“Worth Repeating” is a weekly feature on the EngAGE Blog that will bring you previous posts that we think are still timely, interesting, or just plain fun! From 9/22/11:
TimeSlips is an exciting new free interactive resource for storytelling designed to support growth and learning with people with dementia and their caregivers — but it’s fun for everyone. The website launches this weekend, but EngAGE Blog readers can get a sneak preview:
“Families wrestling with dementia are commonly consumed with the daily challenges of managing care,” says Anne Basting, PhD, Director of the University of Wisconsin Milwaukee’s Center on Age & Community. “The new website provides a creative and positive way to engage and communicate that is not focused on the disease, but rather on growing, learning, and playing together.”
TimeSlips allows people with dementia to use free association to create original stories, using a variety of fun images and open-ended questions as prompts. This replaces the pressure to remember and the fear of saying something wrong or embarrassing with the pleasure of engaging the imagination.
TimeSlips.org and the companion online training have been endorsed by people with dementia and leaders in the fields of aging services, the arts, education and civic engagement. “The revelation and realization that, ‘I can’t remember, but I can IMAGINE!’ blessed my mind, heart and soul. I hope I remember that until I can’t remember!” said recently diagnosed Dave Sheehan, about the new online training.

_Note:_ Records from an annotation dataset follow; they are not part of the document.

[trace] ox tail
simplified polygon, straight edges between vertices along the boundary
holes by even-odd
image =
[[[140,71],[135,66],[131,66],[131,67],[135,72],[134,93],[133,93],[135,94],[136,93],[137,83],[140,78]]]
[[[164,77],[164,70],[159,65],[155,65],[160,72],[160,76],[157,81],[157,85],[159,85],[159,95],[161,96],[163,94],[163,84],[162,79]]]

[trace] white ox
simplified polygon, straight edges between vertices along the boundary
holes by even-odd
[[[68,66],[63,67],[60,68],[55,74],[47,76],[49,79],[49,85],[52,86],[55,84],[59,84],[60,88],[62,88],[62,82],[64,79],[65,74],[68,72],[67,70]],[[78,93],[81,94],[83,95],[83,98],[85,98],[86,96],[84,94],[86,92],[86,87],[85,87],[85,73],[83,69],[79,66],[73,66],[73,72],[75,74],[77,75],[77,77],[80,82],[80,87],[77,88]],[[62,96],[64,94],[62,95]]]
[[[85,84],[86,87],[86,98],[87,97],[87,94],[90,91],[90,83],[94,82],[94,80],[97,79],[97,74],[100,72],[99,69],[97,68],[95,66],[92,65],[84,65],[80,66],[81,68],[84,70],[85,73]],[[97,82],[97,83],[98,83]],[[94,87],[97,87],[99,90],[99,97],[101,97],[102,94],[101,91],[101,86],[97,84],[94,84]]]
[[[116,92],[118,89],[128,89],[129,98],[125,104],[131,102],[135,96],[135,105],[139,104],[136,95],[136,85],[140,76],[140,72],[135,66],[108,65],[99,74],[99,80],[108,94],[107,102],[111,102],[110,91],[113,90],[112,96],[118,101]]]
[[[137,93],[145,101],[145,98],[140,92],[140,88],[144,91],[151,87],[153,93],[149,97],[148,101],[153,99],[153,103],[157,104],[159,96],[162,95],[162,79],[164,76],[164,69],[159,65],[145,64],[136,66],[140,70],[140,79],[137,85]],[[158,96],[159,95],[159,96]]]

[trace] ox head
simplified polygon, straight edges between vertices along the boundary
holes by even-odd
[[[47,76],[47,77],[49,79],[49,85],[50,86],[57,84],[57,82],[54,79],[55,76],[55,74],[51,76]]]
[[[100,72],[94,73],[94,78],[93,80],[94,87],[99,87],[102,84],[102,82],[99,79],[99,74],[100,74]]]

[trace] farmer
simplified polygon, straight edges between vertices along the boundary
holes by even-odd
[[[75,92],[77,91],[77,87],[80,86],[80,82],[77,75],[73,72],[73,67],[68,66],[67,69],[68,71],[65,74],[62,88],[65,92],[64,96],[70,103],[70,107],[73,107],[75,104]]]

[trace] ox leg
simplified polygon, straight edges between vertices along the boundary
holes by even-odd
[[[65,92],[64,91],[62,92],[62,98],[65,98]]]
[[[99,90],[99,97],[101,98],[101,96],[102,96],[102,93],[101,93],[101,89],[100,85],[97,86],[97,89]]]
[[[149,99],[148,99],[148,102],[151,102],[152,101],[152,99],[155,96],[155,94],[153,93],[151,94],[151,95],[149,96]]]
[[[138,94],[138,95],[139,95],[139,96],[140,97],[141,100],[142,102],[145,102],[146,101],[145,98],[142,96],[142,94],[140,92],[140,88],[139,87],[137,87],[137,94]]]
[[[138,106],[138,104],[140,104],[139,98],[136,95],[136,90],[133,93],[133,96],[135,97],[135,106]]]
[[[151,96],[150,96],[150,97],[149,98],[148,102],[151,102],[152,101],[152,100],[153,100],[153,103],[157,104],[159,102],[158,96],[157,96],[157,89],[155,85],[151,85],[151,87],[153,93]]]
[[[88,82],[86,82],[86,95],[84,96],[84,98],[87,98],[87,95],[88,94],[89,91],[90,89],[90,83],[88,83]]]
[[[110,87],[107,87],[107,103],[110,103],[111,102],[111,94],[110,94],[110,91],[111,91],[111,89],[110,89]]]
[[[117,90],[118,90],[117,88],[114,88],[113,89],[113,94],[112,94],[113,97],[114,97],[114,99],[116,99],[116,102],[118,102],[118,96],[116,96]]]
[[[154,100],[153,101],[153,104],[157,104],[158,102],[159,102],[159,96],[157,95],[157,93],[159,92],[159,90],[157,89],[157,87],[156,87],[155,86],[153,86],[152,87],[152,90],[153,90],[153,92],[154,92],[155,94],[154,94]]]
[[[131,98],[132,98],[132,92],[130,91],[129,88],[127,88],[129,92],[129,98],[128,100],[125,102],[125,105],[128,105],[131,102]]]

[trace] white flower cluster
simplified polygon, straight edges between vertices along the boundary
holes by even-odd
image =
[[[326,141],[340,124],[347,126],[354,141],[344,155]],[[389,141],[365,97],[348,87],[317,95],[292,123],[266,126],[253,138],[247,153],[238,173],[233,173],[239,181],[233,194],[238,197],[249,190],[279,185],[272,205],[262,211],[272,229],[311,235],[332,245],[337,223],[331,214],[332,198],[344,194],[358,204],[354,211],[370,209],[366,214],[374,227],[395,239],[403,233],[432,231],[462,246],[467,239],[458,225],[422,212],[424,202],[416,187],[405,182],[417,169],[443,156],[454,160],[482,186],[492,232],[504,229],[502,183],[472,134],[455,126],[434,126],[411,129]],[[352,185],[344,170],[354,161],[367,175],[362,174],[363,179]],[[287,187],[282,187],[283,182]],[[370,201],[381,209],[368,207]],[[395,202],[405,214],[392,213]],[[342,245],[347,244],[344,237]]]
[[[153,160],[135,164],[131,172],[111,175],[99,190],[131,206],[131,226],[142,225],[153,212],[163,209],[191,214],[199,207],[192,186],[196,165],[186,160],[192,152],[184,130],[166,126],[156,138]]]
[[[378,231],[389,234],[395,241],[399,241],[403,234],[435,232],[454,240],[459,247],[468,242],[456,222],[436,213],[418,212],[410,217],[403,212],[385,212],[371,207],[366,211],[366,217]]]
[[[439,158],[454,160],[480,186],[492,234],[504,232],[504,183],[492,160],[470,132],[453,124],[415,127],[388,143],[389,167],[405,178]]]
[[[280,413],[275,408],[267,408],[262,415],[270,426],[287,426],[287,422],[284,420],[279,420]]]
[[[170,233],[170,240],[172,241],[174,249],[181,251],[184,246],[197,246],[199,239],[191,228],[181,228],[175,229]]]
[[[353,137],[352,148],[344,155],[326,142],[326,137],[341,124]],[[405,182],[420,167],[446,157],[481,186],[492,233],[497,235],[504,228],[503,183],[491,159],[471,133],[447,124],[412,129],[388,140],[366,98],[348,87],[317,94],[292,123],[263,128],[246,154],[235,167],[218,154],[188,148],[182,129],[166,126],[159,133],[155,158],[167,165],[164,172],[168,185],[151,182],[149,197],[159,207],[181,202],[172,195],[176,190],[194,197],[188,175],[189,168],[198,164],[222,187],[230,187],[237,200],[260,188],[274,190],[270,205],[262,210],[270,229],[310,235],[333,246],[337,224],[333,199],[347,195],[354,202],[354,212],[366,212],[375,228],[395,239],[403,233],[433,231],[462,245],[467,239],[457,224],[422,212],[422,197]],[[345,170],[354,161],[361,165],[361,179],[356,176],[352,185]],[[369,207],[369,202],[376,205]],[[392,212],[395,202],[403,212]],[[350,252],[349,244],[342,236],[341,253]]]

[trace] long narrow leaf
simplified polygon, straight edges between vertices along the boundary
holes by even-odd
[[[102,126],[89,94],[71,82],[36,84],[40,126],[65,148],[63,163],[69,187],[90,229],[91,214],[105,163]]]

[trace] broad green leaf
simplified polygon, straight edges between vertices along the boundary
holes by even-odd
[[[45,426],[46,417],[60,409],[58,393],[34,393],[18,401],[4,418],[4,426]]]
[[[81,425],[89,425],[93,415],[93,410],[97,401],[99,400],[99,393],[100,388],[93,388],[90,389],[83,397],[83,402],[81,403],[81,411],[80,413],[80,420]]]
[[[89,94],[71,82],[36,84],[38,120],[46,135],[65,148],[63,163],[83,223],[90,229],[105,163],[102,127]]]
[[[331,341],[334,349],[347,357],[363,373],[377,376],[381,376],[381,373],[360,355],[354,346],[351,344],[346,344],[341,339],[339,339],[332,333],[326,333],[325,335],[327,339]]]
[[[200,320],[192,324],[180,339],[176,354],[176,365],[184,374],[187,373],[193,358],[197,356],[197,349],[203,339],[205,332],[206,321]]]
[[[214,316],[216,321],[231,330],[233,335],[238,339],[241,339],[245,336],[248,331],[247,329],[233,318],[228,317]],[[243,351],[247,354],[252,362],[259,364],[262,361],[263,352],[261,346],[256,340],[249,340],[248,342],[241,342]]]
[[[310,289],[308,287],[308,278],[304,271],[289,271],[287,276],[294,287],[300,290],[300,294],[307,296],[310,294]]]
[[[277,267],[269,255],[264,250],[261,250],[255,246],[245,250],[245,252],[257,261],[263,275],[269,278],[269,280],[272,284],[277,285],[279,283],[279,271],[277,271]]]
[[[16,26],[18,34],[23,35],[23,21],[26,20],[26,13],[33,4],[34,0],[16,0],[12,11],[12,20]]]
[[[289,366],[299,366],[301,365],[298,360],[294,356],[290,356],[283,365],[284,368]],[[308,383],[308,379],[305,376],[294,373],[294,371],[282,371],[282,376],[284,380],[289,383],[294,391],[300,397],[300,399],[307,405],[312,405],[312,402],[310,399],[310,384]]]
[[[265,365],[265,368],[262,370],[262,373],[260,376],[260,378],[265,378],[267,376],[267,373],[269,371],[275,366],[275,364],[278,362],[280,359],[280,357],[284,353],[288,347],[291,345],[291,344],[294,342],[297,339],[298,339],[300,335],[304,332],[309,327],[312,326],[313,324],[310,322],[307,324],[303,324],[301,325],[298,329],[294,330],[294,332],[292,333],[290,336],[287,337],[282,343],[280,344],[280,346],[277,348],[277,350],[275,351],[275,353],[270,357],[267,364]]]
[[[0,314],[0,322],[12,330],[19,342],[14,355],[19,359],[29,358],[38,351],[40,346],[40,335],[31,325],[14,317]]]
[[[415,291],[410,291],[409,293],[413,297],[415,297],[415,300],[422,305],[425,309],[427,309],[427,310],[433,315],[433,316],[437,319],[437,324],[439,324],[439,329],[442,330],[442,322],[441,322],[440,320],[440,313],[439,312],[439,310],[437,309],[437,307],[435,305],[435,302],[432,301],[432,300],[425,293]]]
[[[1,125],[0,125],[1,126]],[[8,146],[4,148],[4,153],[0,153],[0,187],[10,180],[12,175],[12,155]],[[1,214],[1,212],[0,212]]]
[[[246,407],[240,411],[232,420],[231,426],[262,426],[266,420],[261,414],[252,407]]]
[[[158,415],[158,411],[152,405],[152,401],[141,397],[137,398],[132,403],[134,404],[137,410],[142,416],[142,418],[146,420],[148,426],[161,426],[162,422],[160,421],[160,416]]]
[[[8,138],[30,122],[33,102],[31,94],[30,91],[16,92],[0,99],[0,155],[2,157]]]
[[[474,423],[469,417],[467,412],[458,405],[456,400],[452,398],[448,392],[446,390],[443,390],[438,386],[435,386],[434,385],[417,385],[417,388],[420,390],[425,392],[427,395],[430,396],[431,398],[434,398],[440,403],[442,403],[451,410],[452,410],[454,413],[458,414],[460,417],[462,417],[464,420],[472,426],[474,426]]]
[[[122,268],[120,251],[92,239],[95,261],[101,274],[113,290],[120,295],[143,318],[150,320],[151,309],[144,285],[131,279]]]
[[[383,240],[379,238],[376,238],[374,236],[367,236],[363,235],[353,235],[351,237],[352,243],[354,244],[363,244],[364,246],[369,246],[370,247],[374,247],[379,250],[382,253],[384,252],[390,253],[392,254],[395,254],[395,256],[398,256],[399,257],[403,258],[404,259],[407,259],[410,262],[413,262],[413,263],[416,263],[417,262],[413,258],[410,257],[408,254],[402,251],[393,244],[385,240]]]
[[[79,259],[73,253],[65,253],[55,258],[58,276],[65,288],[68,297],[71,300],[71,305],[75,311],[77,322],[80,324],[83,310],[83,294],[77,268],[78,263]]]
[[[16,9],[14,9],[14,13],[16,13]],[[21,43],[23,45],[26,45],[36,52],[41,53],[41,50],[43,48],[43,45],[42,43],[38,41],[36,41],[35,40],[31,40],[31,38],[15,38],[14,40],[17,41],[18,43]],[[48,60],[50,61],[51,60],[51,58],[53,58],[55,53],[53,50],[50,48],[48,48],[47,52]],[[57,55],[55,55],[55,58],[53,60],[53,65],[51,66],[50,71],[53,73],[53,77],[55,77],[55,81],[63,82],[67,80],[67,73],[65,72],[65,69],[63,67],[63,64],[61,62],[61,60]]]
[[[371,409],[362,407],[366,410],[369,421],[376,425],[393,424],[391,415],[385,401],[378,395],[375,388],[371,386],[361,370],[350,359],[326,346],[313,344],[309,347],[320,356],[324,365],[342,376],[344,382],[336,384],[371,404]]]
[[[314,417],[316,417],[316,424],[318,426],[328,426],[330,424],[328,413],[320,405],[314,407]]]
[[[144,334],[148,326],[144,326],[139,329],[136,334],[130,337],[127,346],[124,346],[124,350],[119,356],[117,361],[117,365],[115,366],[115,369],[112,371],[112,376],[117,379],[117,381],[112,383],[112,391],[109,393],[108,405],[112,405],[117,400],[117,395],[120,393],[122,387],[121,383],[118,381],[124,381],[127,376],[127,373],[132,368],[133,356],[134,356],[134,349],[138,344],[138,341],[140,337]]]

The new web site enables anyone with an Internet connection to create stories with loved ones, friends or residents, regardless of where they live, and creates new opportunities to communicate with people with dementia.
The in-person version of the TimeSlips improvisational storytelling method was especially designed to foster communication with people with cognitive disabilities like dementia. Peer-reviewed research suggests that TimeSlips storytelling activities improve communication and increase the pleasure and quality of life of people with dementia. In long term care facilities, it has been shown to increase social engagement between staff and residents. Since 1998, TimeSlips has trained more than 2,000 professional facilitators in the approach.
Visitors can use the website for free and without training, but are encouraged to take the new online training if they use the method with groups of people with dementia in professional or supportive settings. TimeSlips also offers individual and organizational certification.